Security is not profitable
It only costs money, brings no profit whatsoever
Re: Security is not profitable
That's exactly how they think.
There's an old saying, "It's good to save money in business, but go too far and you CAN save yourself right out of business."
Successful teams get overlooked, same as it ever was
If there's one thing that anyone who's worked in the IT field for a while will know to be true is that the team that's constantly firefighting - most often due to their lack of ability - are the ones that are praised. Because they're always running around, doing this, doing that, sending emails about downtime and patching, and the other busywork, they're the ones the business sees as 'working hard'.
Whereas the team that's got everything running properly, has scheduled maintenance windows and staff who actually know and understand what they're doing at the micro and macro levels, they're getting ignored because they're essentially invisible.
Honestly, it's a disgrace. It's a failure of management to see and recognise where the work and effort is going and what it is achieving - but then again, when have management ever had vision or brought about success?

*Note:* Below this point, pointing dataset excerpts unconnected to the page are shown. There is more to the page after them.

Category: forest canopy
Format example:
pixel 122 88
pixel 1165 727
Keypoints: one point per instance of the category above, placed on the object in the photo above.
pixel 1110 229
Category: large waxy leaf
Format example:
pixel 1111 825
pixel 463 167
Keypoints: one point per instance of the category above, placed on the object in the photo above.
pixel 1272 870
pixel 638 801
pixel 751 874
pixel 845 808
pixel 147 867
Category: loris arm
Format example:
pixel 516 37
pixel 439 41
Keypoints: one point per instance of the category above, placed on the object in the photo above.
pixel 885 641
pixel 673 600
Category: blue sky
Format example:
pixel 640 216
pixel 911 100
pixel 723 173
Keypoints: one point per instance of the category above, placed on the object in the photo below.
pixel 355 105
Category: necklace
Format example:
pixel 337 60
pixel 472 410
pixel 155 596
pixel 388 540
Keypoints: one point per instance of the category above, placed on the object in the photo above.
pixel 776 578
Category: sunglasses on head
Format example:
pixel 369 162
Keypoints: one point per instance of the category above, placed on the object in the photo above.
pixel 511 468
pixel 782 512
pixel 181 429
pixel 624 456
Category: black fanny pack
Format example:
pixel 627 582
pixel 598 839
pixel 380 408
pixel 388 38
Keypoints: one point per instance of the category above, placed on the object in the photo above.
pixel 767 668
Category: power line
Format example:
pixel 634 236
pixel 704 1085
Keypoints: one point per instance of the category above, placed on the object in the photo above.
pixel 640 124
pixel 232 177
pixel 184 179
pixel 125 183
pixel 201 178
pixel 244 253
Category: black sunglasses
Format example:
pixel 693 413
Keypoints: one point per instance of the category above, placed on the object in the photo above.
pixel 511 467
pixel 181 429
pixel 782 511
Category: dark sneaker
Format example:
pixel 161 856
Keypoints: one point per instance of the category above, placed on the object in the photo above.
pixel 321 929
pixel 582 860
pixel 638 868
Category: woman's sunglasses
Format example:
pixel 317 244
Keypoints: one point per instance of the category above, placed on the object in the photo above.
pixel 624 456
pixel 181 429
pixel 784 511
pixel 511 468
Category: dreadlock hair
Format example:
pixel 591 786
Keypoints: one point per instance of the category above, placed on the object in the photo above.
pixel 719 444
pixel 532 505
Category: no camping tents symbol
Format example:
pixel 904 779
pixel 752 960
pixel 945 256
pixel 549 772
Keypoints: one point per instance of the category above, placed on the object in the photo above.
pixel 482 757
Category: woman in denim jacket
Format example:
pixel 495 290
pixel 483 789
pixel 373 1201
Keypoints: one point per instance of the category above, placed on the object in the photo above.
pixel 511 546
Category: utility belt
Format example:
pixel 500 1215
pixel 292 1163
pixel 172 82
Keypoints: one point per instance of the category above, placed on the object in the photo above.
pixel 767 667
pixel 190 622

IT nowadays is akin to a utility - water, gas, electricity - everyone just expects it to work. Would you praise your electricity supplier if they had to turn the power off every second Tuesday or your water supplier if the water pressure varied from day to day between a trickle and gush?
Re: Successful teams get overlooked, same as it ever was
Yes, worse, that 2nd team will have it's budget cut and leavers from it won't be replaced until it gets down to a size too small to properly support the system and becomes like the 1st team.
Re: Successful teams get overlooked, same as it ever was
water, gas, electricity - everyone just expects it to work.
In a few place those historic expectations are not always being met. Not infrequently from the same root causes of the dismal reliabilty and resilience historically exhibited by IT.
I have certainly seen successful teams retrenched with the roles/work out·sourced on the unspoken assumption that those teams couldn't have been doing much if they weren't being noticed. The out·sourced replacement are invariably very soon "noticed" and very frequently thereafter.
Aren't cyber incidents rising massively though?
Yes, we're doing well to protect, but incidents are still on the rise, and recent NCSC, Microsoft, Government security alerts, as well as our own experiences are showing a rise...
Maybe we're at 'peak' Cyber protection - and the attackers are winning whatever we do from now on... ?
I beg to differ
Cybersecurity has become a victim of its own effectiveness
So, apart from the months of disruption and lost sales at Co-op, M&S, JLR, it's been a superb year for ITSec?